Although the symbolism of the "pure" white cloak concealing the enticing scarlet, satin dress is hard to miss, Guenelic takes Dame Helisenne's duplicity one step further when he "transgresses" the clothes themselves:
... il venoit passer si pres de moy, qu'il marchoit sur ma cotte de satin blanc. J'estois fort curieuse en habillemens, c'estoit la chose ou je prenoye singulier plaisir, mais nonobstant cela, il ne m'en desplaisoit, mais au contraire, voluntairement et de bon cueur j'eusse baise le lieu ou son pied avoit touche. (124)

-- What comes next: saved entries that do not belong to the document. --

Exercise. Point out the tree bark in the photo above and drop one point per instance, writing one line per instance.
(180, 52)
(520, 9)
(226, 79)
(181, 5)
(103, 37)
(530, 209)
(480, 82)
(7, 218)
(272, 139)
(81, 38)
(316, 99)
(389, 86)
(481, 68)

In spite of Helisenne's almost humorous shock at Guenelic's indiscretion - she at first concentrates on the injustice done to the clothing rather than on the indecent intimacy of the act - her indignation gives way almost immediately to an illicit pleasure. Her husband, however, registers his anger at the interaction by calling special attention to Guenelic's clumsy dissimulation: "Je mesbahys de vostre amy, lequel n'a sceu dissimuler son amoureuse follye en ma presence, il luy procede de grande presumption de venir marcher sur vostre cotte, il semble par cela qu'il eust grand privaulte familiaritde avecq vous" (124-125). The husband construes the garment as a marker of Dame Helisenne's propriety, and its violation as a sign of her and Guenelic's audacity. Thus the cloak again serves as a figural locus around which the tension between the constant dissimulation and disclosure of the love affair continue to build. Too late, the husband realizes his mistake; the next day he prohibits Helisenne from dressing again in elegant clothes (125).

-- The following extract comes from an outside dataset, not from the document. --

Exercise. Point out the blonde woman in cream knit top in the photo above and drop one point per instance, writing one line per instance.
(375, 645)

The white cloak does not act only as a cover for Helisenne's body. Rather, it both represents and misrepresents her: at the time it appears, Dame Helisenne's body is indeed still chaste, while its beauty inflames the longing of her would-be lover.9 This double valence of the cloak also exposes a problematic station of contemporary women who saw female clothing as an extension of the limited control they exercised over their bodies and the messages communicated by the appearance of those bodies. For, in the end, Dame Helisenne's clothes are used as a communicative tool not between the lovers, but between the husband and Guenelic. The husband attempts to make a statement to Guenelic through her luxurious clothes, and Guenelic likewise returns the message by making his own "mark" on the white silk of the cloak, a message the husband clearly grasps.